Holidays are special blessings, and they are worth celebrating. But aren’t the Old Testament “feasts of the LORD” part of the Torah, the Mosaic Law?  Also, aren’t Christians under grace and thus “freed” from the Law?  If so, what value do the Old Testament holidays have for Christians today?

Surely the Old Testament holidays have some value to us, because they are part of the Holy Bible, so they are guaranteed to be “profitable” for doctrine, for reproof, for correction, and for instruction in righteousness (2nd Timothy 3:16),  —  so how are the Biblical holidays relevant to us today?

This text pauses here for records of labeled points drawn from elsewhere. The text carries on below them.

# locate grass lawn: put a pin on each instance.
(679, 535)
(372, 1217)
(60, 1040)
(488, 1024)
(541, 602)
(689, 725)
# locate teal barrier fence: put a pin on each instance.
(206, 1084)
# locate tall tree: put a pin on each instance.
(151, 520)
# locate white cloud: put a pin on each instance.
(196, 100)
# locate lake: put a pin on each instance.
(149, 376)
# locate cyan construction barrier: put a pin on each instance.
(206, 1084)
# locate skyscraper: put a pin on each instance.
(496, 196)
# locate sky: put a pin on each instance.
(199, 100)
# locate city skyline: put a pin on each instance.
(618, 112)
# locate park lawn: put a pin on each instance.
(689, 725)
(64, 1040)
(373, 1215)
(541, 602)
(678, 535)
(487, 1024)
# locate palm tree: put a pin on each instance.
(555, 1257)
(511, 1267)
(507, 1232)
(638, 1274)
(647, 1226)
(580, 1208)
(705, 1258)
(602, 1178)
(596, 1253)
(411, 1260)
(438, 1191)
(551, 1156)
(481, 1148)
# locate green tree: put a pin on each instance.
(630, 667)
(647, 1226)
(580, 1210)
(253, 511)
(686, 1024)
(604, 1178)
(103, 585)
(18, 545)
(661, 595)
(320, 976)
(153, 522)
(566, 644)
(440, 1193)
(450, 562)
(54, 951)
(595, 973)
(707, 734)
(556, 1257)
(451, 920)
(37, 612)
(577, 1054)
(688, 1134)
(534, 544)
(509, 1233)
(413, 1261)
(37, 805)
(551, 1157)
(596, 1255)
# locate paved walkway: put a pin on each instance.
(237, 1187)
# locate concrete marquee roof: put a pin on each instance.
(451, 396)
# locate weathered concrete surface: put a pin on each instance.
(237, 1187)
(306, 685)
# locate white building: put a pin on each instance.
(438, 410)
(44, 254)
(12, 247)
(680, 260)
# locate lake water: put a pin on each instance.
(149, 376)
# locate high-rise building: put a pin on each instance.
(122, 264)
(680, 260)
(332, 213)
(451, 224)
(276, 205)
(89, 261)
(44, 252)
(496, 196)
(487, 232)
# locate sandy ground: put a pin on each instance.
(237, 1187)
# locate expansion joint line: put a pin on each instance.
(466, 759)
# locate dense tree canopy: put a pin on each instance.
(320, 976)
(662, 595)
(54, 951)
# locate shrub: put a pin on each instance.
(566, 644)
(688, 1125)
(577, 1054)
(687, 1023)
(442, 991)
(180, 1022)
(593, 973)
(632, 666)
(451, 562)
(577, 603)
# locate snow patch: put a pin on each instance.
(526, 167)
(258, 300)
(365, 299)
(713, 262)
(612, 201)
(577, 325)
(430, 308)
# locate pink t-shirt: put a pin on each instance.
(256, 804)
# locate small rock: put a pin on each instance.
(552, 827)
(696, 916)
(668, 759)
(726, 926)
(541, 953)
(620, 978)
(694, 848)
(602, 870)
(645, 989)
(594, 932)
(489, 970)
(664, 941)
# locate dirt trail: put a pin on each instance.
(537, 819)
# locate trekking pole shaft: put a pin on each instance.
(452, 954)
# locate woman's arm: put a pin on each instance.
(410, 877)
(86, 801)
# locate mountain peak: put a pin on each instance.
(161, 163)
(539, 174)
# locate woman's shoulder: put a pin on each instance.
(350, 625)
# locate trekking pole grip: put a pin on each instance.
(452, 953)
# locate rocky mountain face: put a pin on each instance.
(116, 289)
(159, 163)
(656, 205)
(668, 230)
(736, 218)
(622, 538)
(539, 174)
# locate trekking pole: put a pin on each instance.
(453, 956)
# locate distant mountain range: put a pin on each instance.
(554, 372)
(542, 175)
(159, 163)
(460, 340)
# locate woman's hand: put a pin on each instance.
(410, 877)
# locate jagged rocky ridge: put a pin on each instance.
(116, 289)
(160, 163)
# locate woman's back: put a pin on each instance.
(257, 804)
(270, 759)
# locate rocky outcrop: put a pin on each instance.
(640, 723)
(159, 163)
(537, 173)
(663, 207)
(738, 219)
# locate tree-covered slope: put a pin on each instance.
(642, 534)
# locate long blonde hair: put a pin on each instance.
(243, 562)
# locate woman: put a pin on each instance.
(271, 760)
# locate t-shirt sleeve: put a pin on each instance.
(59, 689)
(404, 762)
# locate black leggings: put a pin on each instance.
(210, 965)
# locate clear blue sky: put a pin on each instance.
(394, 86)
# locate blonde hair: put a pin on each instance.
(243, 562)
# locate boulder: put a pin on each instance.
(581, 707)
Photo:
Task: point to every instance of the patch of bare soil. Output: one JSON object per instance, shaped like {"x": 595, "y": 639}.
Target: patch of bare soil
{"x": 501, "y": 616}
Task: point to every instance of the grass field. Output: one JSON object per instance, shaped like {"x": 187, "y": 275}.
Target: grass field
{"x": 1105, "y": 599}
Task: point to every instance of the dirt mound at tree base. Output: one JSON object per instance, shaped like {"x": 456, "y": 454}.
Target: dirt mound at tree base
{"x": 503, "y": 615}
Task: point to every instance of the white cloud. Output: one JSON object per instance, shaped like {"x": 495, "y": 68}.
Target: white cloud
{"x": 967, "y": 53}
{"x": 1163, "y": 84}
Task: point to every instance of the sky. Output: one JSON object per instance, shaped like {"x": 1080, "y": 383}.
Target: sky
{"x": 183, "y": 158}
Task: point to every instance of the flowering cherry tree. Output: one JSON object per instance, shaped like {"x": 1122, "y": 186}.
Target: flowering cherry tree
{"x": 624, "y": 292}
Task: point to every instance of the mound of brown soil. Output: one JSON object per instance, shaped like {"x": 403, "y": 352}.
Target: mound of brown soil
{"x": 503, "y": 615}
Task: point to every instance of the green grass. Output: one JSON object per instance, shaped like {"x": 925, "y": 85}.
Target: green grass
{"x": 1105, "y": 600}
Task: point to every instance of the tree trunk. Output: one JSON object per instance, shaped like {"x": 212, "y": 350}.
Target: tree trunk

The quick answer to that question is “Christian liberty”, as that principle is taught in the apostle Paul’s writings, especially in Romans chapter 14 and Colossians chapter 2, as the following discussion will show.

 References

[1] There are many good books that describe and explain these “feasts of the LORD”. The best one-volume book that I have benefited from, most, is Kevin Howard & Marvin Rosenthal’s The Feasts of the LORD: God’s Prophetic Calendar from Calvary to the Kingdom (Nashville:  Thomas Nelson, Inc., 1997), 224 pages.

[2]See generally Leviticus chapter 23, explained in Kevin Howard & Marvin Rosenthal, The Feasts of the LORD: God’s Prophetic Calendar from Calvary to the Kingdom (Nashville:  Thomas Nelson, Inc., 1997).

[3] Kevin Howard & Marvin Rosenthal, The Feasts of the LORD: God’s Prophetic Calendar from Calvary to the Kingdom (Nashville:  Thomas Nelson, Inc., 1997), page 151.

[4] Dr. Henry Morris points out that this national fast was unbiblical, since the only annual time appointed for Israel’s mourning was Yom Kippur (the Day of Atonement), according to Leviticus 23:26-32. See Henry M. Morris, editorial footnote to Zechariah 7:5, in The New Defender’s Study Bible (Nashville: World Publishing, 2006), page 1359.